There’s never been a shortage of risk that organizations face from insiders gone bad — those incidents where insiders steal information from their employers, clients, partners and government agencies.
Many times, malicious insiders seek monetary gain. They’ll steal information such as account information or login credentials that they can sell to criminals that operate on the Dark Web. Or, they may be carrying out an act of political activism or whistleblowing, such as exposing the deeds of an organization perceived to be doing wrong. And sometimes, insiders act out just because they feel disgruntled in the face of perceived mistreatment from their employer, or they want a jumpstart in their role with their next employer. Insiders also have been known to take product plans, source code, customer contacts and other trade secrets.
It’s clear that the threat from insiders is rising. Although it shouldn’t be — enterprises should be well aware, and well-defended, from such risks.
The Changing Insider Threat
Insider risk used to consist of things like a ream of paper walking out the door, as was the case with the Pentagon Papers. Today, however, as a result of the exponential amount of data digitization and portability over the past few decades, the risk of data theft has grown considerably.
We’re all familiar with the latest stories. Recently, three insiders at McAfee were sued for allegedly stealing company secrets before going to a competitor. We see these types of incidents way too often. But we shouldn’t.
There are lots of insider threat best practices that enterprises know that they should be following. Organizations do know that they should be protecting their essential assets. They know that they need an insider-threat program. And they know they should provide security awareness training and enforce their security policies. They know they should be doing all of these things. They just don’t. At least not consistently. But here’s a secret: Even if they did, it’s not enough.

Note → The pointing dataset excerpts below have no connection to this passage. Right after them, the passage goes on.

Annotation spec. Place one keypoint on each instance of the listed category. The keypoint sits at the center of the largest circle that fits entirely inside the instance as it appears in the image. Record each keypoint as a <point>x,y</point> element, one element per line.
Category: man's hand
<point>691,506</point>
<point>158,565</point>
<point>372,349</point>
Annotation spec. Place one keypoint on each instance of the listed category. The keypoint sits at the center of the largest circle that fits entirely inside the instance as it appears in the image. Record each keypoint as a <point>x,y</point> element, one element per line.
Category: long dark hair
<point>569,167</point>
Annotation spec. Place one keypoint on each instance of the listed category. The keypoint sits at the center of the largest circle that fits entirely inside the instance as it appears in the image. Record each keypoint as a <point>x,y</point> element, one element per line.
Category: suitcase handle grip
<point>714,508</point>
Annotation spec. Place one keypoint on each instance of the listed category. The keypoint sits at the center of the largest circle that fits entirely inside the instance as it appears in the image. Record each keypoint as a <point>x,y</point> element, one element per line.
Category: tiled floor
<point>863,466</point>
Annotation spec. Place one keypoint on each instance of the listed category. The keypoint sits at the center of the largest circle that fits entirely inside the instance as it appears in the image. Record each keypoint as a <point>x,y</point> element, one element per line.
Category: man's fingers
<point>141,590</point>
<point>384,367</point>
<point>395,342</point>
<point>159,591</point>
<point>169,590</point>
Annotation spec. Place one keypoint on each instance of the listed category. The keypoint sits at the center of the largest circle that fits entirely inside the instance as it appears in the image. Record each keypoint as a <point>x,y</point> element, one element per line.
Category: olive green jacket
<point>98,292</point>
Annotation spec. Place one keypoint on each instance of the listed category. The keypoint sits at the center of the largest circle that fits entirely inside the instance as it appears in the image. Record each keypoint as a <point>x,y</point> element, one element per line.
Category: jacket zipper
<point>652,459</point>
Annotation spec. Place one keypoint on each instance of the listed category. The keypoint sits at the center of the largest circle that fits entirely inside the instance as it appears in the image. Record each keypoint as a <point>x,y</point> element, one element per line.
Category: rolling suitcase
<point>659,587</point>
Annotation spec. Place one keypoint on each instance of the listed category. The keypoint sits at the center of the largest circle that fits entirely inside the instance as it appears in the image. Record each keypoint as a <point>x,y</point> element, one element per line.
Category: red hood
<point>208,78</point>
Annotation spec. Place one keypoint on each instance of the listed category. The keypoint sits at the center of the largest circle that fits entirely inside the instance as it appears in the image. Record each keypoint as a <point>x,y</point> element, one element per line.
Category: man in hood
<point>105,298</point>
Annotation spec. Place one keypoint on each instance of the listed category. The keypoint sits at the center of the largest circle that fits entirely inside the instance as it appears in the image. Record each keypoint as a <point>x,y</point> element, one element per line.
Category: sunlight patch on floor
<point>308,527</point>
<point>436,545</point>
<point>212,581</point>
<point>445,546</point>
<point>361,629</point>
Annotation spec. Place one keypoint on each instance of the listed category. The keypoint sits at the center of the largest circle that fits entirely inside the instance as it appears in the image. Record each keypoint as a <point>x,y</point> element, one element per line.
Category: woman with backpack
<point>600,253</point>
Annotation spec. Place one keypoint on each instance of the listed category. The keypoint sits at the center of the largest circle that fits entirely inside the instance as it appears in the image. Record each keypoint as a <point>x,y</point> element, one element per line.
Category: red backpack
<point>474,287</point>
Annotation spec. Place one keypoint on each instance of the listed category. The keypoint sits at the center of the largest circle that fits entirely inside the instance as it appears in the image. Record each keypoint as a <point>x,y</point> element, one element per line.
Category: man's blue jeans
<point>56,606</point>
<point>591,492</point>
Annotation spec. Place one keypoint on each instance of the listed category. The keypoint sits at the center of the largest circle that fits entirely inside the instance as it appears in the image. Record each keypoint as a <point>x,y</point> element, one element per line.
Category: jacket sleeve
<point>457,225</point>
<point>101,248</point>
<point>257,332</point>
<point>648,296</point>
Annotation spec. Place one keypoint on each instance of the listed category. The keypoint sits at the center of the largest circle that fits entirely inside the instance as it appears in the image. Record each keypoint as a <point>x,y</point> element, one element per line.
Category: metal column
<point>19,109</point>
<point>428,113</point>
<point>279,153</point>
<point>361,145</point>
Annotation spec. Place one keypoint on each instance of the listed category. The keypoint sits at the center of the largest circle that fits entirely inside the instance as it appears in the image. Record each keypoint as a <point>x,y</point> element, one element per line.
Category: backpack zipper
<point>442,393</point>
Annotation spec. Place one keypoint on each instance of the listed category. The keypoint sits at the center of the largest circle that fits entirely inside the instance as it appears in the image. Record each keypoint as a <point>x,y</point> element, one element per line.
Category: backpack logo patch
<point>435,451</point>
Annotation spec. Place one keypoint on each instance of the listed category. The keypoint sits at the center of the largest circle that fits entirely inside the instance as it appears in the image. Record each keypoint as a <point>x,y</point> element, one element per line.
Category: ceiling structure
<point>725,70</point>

I’m not going to argue that you shouldn’t follow these best practices. You certainly should. But most of this advice is focused on securing the network, looking at hiring practices and monitoring applications. That’s all well and good, and it’s essential to security. In fact, it contributes to many facets of a strong security program. But there’s one chokepoint that needs much more focus, and it’s far too often overlooked.
That’s the data.
Organizations need to pay much closer attention to their data. They need to know with certainty where it resides, who can access it and where it moves. When it comes to insider threats, organizations need to get to the point where they know what attributes of the threat they need to be looking for. In many cases, organizations can be looking right at the information they need to see to spot nefarious insider behavior. However, despite it being right there, with so much data moving and so much noise relative to informative signal, what needs to be seen gets lost.
Focus on Value Density
Many organizations make the mistake of judging the value of data by its size. Yet, the value of data often has nothing to do with file size. What do I mean? Imagine that someone steals 10 gigabytes of high-definition marketing video taken of the corporate campus. This video may or may not (probably not) be highly confidential. However, 10 kilobytes of code for a software company, or a small Word document with a coveted recipe for a baked goods company, are both examples of small files with very valuable data. It doesn’t matter if the data is big or small because the density of value in the data is disproportionately high, relative to its size.
This concept throws off a lot of companies. If you work in an architectural firm, then it’s design diagrams and renderings you may want to protect. In an engineering firm, it’s CAD files. Law firms want to protect legal filings and depositions. Of course, human resource data, financial data, customer and prospect lists are always proprietary. But this type of data tends to be stored in structured places and is easier to protect than unstructured data. Lawyers and architects need to share and discuss their work product; thus, it’s often unstructured data in files residing outside databases and applications and stored on file shares and cloud storage.
Of course, both structured and unstructured data needs to be protected; but how one safeguards it, and the complexity of safeguarding it, is different. When protecting intellectual property in small bits and bytes, it gets tough to spot data of high value.
Succeeding requires very close monitoring of data with a focus on what data is moving, when and where. And the monitoring needs to be throughout the organization and across all data types. One really can’t tell, based on the size of files, whether it’s valuable or not.
As the McAfee case shows, insiders that have allegedly gone wrong used usual work tools, such as USB drives, email and cloud storage services to steal information. These employees could very well have been acting within established expectations for handling this data. That’s why it’s impossible to have policies that will try to find and block everything every trusted employee may do. This is why you need to be able to closely monitor activity across all data so that events like this don’t happen.
This risk from insiders is only going to rise in the months and years ahead, and the speed of the creation and dissemination of data isn’t going to slow down. It’s only going to accelerate, and this means the ability for enterprises to monitor and protect data must keep pace. Enterprises have the tools, and the established best practices they know they should follow, to effectively manage the insider threat. The question remains: Will they?